Os registros bíblicos  mostram que as fronteiras das demais nações foram estabele-cidas por Deus, levando em conta Israel, o que revela sua centralidade no plano divino.

“Assim diz o Senhor Deus: Esta é Jerusalém! Eu a coloquei no meio das nações, com terras em redor dela.” Ezequiel 5:5

“Para tomar despojos, para arrebatar a presa, e tornar a tua mão contra as terras desertas que agora se acham habitadas, e contra o povo que se ajuntou dentre as nações, o qual tem gado e bens, e habita no meio da terra.” Ezequiel 38:12

“Quem há como o teu povo Israel, única nação na terra que Deus foi resgatar para si por povo, para fazer a ti um nome, e para fazer a teu povo grandes e tremendas coisas, para tua terra, diante do teu povo, que resgataste do Egito, das nações e de seus deuses? Estabeleceste o teu povo Israel por teu povo para sempre, e tu, Senhor, te fizeste o seu Deus.”1 Crônicas 17:21-24

Esses textos reforçam que a existência de Israel é um testemunho vivo da fidelidade de Deus. Por essa razão, o antissemitismo é, em sua raiz, uma expressão do ódio do inimigo contra os propósitos divinos.“ A erva seca, e a flor murcha, mas a palavra de nosso Deus permanece eternamente.” Isaías 40:8

Deus É Fiel Em Suas Promessas!

Como afirmou Werner Penkazki, a fidelidade de Deus a Israel permanece, mesmo quando todas as vozes contrárias forem silenciadas. Israel foi eleito por Deus e não está destinado à destruição, mas à redenção, para a glória do nome de Deus e de Seu Filho, Jesus Cristo.

Israel é escolhido de Deus, e não pode ser comparado com os demais nações. Essa escolha permanece eternamente imutável. O nome do Senhor será louvado para sempre porque não abandonou seu povo. “Seca-se a erva, e cai a flor, porém a palavra do nosso Deus subsiste eternamente.” (Isaías 40:8). A prova da fidelidade da sua palavra é o que honra e glorifica a Jesus Cristo.
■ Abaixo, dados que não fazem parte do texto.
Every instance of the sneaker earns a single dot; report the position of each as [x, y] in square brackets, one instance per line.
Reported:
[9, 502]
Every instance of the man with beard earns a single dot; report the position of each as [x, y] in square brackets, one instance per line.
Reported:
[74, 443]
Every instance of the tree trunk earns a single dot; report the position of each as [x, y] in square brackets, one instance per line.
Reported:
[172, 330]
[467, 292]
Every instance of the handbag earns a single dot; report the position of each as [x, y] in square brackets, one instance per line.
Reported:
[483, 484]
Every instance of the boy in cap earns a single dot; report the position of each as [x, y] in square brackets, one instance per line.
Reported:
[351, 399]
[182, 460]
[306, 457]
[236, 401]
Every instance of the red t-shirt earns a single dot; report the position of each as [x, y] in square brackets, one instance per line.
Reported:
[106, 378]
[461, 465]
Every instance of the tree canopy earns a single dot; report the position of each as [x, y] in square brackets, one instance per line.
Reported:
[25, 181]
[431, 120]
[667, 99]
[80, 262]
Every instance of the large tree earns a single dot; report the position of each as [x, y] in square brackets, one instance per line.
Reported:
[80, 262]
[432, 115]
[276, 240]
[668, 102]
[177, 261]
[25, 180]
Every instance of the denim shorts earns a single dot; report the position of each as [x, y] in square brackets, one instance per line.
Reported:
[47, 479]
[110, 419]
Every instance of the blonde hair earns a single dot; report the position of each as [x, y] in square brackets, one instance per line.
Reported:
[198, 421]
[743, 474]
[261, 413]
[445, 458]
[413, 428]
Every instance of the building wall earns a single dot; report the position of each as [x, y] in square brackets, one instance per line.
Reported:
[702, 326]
Mas é justamente no renascer dessa nação, após séculos de dispersão e sofrimento, que vemos o cumprimento de profecias e a fidelidade de Deus em ação. Assim, a criação do Estado de Israel em 1948,e  o retorno de um povo à sua terra prometida foi um marco histórico e profético de grande significado na história de Israel!

Todavia, o antissemitismo continua vivo.

Fontes:

PENKAZKI, Werner. Notícia de Israel, março de 2004, número 3, ano 26, páginas 7 e 8.

Olivia Cattar e Alan M. Tigay. Disponível em: https://www.morasha.com.br/antissemitismo/a-proposito-do-anti-semitismo.html / Acesso em 3 de Abril de 2025

ICE, Thomas. Raul Hilberg e o caminho do Holocausto. Revista notícias de Israel de  fevereiro de 2004, Ano 26, nº 2, p.8.